Wild CEO says influencers were paid up to £1m to promote deodorant on Instagram
A behind-the-scenes look at influencer payments, and what it means for brand risk, compliance, and budgets.

The chief executive of Wild says celebrities were paid up to £1m to advertise deodorant on Instagram. For decision-makers, the disclosure raises hard questions about marketing ROI, transparency, and regulatory scrutiny around influencer ads.
The chief executive of Wild says celebrities were paid up to £1m to advertise deodorant on Instagram. That number is the kind that forces boards to ask a simple question: is this spending buying actual sales, or is it buying permission to be everywhere.
Wild's CEO's point is not just about big cheques. It's about what happens behind the scenes of social media posts. In a typical influencer campaign, the audience sees a polished video, a discount code, maybe a product shout-out timed perfectly to fit the creator's style. What executives rarely see, until something like this comes to the surface, is the full machinery behind the scenes: how much money is exchanged, what gets approved, and how marketing claims are shaped for attention. When the price tag can reach £1m, that machinery is no longer a side project. It becomes a budget line item with legal and reputational consequences.
For leaders, the immediate implication is governance. If influencer payments can scale to £1m for deodorant ads on Instagram, the internal controls around those deals have to scale too. Boards and CFOs should treat influencer marketing less like a creative experiment and more like a paid media channel with disclosure obligations, claim substantiation needs, and brand safety constraints.

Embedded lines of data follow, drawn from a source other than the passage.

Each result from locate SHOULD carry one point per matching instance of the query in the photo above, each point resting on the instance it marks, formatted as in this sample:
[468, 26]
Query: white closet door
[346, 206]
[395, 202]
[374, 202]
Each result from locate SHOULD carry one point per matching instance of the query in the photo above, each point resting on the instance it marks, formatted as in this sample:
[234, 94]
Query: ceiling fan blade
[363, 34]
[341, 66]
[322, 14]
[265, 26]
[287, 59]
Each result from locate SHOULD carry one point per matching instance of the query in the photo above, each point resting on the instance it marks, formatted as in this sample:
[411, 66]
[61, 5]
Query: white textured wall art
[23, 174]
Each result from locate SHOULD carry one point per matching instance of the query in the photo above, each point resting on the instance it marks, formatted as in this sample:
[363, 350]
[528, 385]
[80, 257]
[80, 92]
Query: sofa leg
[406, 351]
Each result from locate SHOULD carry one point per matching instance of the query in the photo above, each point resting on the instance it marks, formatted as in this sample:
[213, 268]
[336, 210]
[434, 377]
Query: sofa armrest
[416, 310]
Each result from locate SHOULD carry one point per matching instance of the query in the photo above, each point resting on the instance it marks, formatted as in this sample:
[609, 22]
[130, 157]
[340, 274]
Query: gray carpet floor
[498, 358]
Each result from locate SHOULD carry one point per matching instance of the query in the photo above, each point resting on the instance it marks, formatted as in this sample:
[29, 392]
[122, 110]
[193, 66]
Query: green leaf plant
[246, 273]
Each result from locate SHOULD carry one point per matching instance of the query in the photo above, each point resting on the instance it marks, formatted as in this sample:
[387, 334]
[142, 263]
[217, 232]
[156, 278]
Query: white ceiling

Why does this matter now? Because social platforms have become a primary distribution layer for consumer brands. That changes how advertising works in practice. Influencer posts can look like personal recommendations, not ads. Regulators and watchdogs tend to focus on that gap between how content is perceived and how it is paid for. When an influencer is compensated at the high end, the likelihood that the post operates as advertising increases. And when it operates as advertising, the expectations for clarity and compliance typically intensify.
There is also a second-order boardroom effect: incentive structure. If celebrity influencers are paid heavily, the market can shift toward deals that prioritize reach and prestige over measurable performance. Executives then face a recurring dilemma during budgeting cycles. Do you pay for massive audience attention, or do you build a measurement-driven strategy that ties spend to outcomes? The headline number, up to £1m, is a reminder that influencer programs can become “black box” spending if companies do not insist on performance signals and compliance documentation.
Another angle is operational risk. Influencer advertising is collaborative by nature. A brand wants a specific message, but creators control delivery, tone, and editing. When money is large, the tolerances for ambiguity get smaller, because mistakes do not stay small. If disclosures are inconsistent, claims are exaggerated, or targeting creates unintended association, reputational damage can spread quickly. In that world, what happens behind the scenes becomes the difference between a successful campaign and a compliance headache.
For peers running similar marketing programs, Wild’s CEO’s disclosure effectively raises the baseline expectations for what “influencer marketing” includes. It is not just sponsored content and creative direction. It is contracting, payment mechanics, approvals, disclosure discipline, and the ability to defend what was said and why. Leaders should assume that regulators, media, and consumers will increasingly treat influencer campaigns like conventional advertising, even when the packaging looks like lifestyle content.
Finally, there is strategic stakes beyond any one brand. When influencer payouts can reach £1m for a deodorant promotion on Instagram, it signals how competitive attention has become. It also signals how quickly boards are likely to demand accountability for spend. If your organization is betting that influencer marketing is the fastest route to growth, the other side of that bet is scrutiny. And in 2026, scrutiny is not a future problem. It is part of the operating environment, right alongside the algorithm.